Elsabeth clutched Æther to her breast and gazed wide-eyed at Miss Archer, feeling a mad urge to abscond with the book and all its brethren. “Any magic can be learnt...!”
“I will leave you,” Miss Archer said with a strange gentleness far beyond her years. “I’ll have tea sent, and scones and meats and cheeses, and I will leave you to your studies.”

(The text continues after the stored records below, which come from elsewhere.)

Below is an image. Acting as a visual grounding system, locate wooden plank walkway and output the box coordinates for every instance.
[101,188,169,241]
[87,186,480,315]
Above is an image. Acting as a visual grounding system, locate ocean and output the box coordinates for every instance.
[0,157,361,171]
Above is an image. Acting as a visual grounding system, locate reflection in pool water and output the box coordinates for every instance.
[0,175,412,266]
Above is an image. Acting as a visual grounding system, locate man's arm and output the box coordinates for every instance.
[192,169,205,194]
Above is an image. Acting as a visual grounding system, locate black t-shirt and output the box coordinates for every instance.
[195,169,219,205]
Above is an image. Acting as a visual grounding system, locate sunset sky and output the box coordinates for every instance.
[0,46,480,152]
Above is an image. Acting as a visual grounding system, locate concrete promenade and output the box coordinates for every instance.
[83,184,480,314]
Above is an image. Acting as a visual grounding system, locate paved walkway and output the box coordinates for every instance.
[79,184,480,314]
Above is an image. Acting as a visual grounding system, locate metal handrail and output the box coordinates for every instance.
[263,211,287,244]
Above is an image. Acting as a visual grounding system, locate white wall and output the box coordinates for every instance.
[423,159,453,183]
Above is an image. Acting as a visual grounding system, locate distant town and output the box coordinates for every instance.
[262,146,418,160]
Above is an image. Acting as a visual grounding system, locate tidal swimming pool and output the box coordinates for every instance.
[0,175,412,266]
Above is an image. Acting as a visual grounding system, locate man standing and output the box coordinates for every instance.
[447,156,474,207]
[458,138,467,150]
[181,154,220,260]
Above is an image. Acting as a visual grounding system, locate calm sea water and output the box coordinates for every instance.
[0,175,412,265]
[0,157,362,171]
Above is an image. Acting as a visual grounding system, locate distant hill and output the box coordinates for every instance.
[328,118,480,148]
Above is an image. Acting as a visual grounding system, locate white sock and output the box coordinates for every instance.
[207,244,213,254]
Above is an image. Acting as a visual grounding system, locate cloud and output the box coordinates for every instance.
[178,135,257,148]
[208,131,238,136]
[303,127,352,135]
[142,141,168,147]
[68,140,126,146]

“Miss Archer—Persephone—!”
“No,” Persephone said again, still with the strangeness. “You must stay, Miss Elsabeth; you must study what no other here can. There can be no other reason for your coming to Streyfield, if it is not my brother who draws you here. I will entertain your aunt and uncle, of whom I am sure I will soon be very fond, and when you are ready, perhaps you will show me a trick or two.” Her eyes shone with shy hope. “I should like very much to see what you can learn from our library.”
“I should like nothing more than to show you,” Elsabeth whispered in return. “I—thank you, Persephone. All my life, and more this past year, I have tasted bitter dregs that there should be so little to be done with magic; these books are riches unimagined.”
Miss Archer smiled and curtseyed, and before she had reached the library floor, she was forgotten, so engrossed did Elsabeth become. She sat with three books about her: Æther and Fire and a book entitled simply Incantations, and she could not read a few pages of one without being drawn to the pages of another, for the author of Æther and the sorcerer she called M— had worked together indeed, and the history often referenced a spell or explanation de
tailed in another book.
In due time, three books became six, then ten, until Elsabeth sat in a nest of increasing knowledge. Fire spoke of creating a consistent warmth without the need for fiery hands; Elsabeth, warm enough in the library on a summer afternoon, wished she had known that spell during Rosamund’s illness, and committed it to heart against needing it again. More immediately useful was a calling of light; as the sun sank and the library dimmed, she pinned flames in the air around her, like floating candles that burned air instead of wicks, and laughed in delight as they hung there obediently. They did not, despite appearances, burn air, according to Æther; they burned æther, or spirit; they burned the magical will of the sorcerer who set them alight, and would burn until the sorcerer lost strength or doused them. It was no more difficult than using her fingertip as a candle; knowing the fingertip flame could be pinched off and placed in the air, believing that it would not fade, was all the difference. So it went with easily the first half of Fire; nothing in its pages was beyond Elsabeth’s skill, only her imagination, and upon introduction to it, the ability evolved naturally.
A latterly spell, though, caught both her attention and her imagination; it was not as simple as the others, but its applications were gloriously obvious. To Scry, read the twisted lettering at the top of the page, and below detailed how an element might be used to find another like it, and give speech through it.
It could be done most naturally by two users of the same sorcery: had she another Promethean to call upon, their æther- born flame would lend itself comfortably toward communication. Next most easily came scrying with two fires burning from the same wood; the more in common they had, the stronger the link would be, but even a single stick would suffice so long as the common wood lasted. Third came fires lit from disparate sources, and finally æther fire to natural flame, which was conceded as nearly impossible for all save the most strongly talented Prometheans.